Just perform your homework first, and bear in mind that each batch may vary in quality.

Reputable companies will provide and often even publish batch testing results to prove the quality of their extraction methods.

Hydrocarbon Extraction (Now Rarely Used)

Hydrocarbon extraction techniques were among the earliest used, primarily when trying to produce marijuana oils for recreational use.

It shouldn’t require much explaining that this is hardly ideal for manufacturing CBD isolates!

It was still used until a decade or so ago – usually by combining propane/butane/pentane to extract a low quality and often contaminated extract.

Needless to say, the use of these chemicals was dangerous for both the manufacturer and potentially even the end user.

It’s very rare to find any CBD products produced this way anymore (thankfully).

Lipid-Based Extraction

Lipid Extraction Method For CBD

There’s been a recent growth in the use of lipid extraction in legal US states, but it’s not something you’ll frequently find in the UK.

Very occasionally you may find a product that claims to use lipids to extract the desired cannabinoids.

These lipids (fats) are usually coconut or hemp oils. While they require no chemicals at all, measuring the levels of cannabinoids – especially THC – is difficult so you can never be sure what you are getting.

What Then Happens To Your Extract?

OK, so we have an extract – now what?

Some companies, especially those who appreciate the entourage effect such as Love CBD (combined additional cannabinoids = better product) will simply finish here and bend these oils into their products.

Yet there are additional processing methods which can be used to produce isolates.

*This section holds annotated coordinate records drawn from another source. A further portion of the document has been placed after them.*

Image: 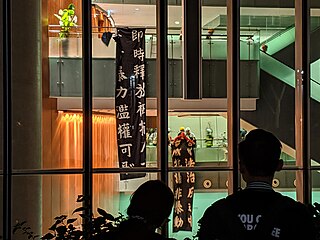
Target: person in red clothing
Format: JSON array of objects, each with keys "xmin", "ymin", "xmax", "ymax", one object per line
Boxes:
[
  {"xmin": 109, "ymin": 180, "xmax": 174, "ymax": 240},
  {"xmin": 197, "ymin": 129, "xmax": 315, "ymax": 240}
]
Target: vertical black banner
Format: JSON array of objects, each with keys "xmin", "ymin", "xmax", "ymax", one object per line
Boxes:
[
  {"xmin": 171, "ymin": 132, "xmax": 195, "ymax": 232},
  {"xmin": 115, "ymin": 28, "xmax": 146, "ymax": 180}
]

These are often marketed as containing ‘zero’ THC – with the downside being that the vast majority of those other terpenes and cannabinoids apart from CBD are usually also lost.

There’s a large market for isolates not only because they contain the lowest possible amount of THC, but also because some people believe (rightly or wrongly) that core parts of the chemical breakdown of the hemp plant are particularly useful.

Decarboxylation

Some companies decarboxylate their oils, whilst others do not.

Decarboxylation looks to remove psychoactive THC but retaining THCa (non-psychoactive) while helping to convert CBDA to CBD. Some people prefer it, others find it to be over-processed and contrary to the theory of the ‘entourage effect’.

Winterisation is another process worth being aware of. This involves freezing and keeping the oil for a period of time while the residual waxes, solvents, and lipids separate.

Once this is complete it’s possible to remove them so you have an extract that’s nothing but highly concentrated pure cannabinoids.

The removal of terpenes – often believed to be key to the efficacy of CBD – is the problem, but again some people prefer it.

Final Thoughts

It’s always a good idea to understand how your product was manufactured.

While most manufacturers will use good quality industrial hemp as their raw product, what happens afterwards can wildly vary in terms of quality.

The chances are that you’ll have seen ‘total’ CBD isolates on the market which is literally single molecule oil. These are entirely flavourless and retain no aspect of the organic plant at all (usually produced using a chromatography technique).

At the end of the day, if that’s what you want then, by all means, go ahead. But be aware that there’s a growing body of research – and masses of anecdotal evidence – that suggests effective CBD products tend to use a broader spectrum of the plant.